As to the constitutionality of section 28.33, the Greco family places reliance on Webb’s Fabulous Pharmacies, which we think is instructive on this point but not controlling. There the United States Supreme Court declared section 28.33, Florida Statutes (1977), unconstitutional. The 1977 version of section 28.33 provided that “All interest accruing from moneys deposited shall be deemed income of the office of the clerk of the circuit court investing such moneys — ” Webb’s Fabulous Pharmacies held that private funds, once deposited, did not become public funds. The court found that the earnings were an incident of ownership of the fund itself and were property just as the fund itself was property. The Court did not address whether a service charge or management fee based on the principal invested offended any constitutional requirement.

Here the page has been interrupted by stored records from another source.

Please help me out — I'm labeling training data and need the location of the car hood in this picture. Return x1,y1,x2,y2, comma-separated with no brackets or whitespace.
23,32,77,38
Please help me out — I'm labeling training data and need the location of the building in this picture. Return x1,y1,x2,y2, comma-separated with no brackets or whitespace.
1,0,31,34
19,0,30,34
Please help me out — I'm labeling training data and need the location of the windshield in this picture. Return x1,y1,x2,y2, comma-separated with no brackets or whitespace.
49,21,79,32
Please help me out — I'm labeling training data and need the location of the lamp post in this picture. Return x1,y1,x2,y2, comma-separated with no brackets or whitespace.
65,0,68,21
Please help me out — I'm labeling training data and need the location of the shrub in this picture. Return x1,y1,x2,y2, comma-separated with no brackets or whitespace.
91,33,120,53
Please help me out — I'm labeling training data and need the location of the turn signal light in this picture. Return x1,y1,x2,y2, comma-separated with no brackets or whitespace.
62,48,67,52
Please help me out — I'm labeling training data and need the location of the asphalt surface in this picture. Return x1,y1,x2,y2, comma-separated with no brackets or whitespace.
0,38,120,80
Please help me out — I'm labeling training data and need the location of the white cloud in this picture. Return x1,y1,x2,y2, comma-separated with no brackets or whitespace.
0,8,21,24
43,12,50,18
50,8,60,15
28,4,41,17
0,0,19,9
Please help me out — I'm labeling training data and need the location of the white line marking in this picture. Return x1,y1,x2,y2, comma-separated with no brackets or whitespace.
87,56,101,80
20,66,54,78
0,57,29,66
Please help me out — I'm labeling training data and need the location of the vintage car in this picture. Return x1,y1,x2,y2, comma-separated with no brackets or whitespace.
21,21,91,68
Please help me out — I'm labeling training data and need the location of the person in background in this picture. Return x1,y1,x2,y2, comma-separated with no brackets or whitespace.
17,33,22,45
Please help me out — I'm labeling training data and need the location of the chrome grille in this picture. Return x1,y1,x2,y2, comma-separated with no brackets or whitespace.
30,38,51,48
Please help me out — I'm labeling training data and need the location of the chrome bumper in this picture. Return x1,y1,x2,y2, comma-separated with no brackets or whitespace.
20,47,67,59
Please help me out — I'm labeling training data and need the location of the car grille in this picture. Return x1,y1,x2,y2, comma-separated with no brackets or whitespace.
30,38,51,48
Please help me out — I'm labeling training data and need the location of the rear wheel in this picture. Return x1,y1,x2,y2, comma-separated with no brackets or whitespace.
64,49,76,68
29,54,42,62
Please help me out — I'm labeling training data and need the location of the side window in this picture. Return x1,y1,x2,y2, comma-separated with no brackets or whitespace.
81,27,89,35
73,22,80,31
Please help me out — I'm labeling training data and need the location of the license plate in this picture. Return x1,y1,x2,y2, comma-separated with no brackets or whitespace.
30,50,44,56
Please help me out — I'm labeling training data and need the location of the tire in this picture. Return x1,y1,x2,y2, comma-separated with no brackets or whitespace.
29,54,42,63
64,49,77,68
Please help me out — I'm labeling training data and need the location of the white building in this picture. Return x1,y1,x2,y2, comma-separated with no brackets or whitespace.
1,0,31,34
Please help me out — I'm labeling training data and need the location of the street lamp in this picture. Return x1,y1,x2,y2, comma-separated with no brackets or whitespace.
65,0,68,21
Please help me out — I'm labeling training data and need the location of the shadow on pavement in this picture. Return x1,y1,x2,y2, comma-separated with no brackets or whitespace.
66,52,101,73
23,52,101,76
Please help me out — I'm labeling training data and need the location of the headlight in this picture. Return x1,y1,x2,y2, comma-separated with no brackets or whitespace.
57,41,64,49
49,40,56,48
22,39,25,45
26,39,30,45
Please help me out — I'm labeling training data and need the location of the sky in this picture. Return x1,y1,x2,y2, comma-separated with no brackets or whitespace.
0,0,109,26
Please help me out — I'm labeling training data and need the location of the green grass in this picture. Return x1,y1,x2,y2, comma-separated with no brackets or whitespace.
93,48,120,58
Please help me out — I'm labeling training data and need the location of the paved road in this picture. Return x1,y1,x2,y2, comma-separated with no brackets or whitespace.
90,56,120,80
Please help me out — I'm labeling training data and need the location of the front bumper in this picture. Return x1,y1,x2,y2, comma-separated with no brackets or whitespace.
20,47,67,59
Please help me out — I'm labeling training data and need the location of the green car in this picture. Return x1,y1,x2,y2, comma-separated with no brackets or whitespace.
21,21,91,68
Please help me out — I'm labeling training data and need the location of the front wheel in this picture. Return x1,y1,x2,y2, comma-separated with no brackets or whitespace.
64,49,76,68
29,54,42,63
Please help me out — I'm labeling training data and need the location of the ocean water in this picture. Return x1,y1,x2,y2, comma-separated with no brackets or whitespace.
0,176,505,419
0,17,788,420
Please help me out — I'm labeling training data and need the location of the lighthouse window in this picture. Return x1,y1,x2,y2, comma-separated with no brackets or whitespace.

We think the situation presented here is distinguishable from Webb’s Fabulous Pharmacies. Here it is the Greco family’s funds, not the clerk’s office or the state, that gains the benefit of the interest earned. The Greco family members could have elected to immediately withdraw their money from the court registry. Had they done so the management investment fee would have been nominal. Instead, they allowed the fund to remain for some six months before obtaining a court order to place the proceeds in a bank issued certificate of deposit. In the meantime they gained the benefit of the income received from the clerk’s office having invested their principal in the state's pooled investment fund. The clerk, as custodian, bore the responsibility of record keeping and auditing in connection with the fund. We conclude that simply receiving a management fee of ten percent of the interest income produced by investing the funds as prescribed by the legislature does not constitute a taking of the Greco family’s property in violation of the federal or state constitution.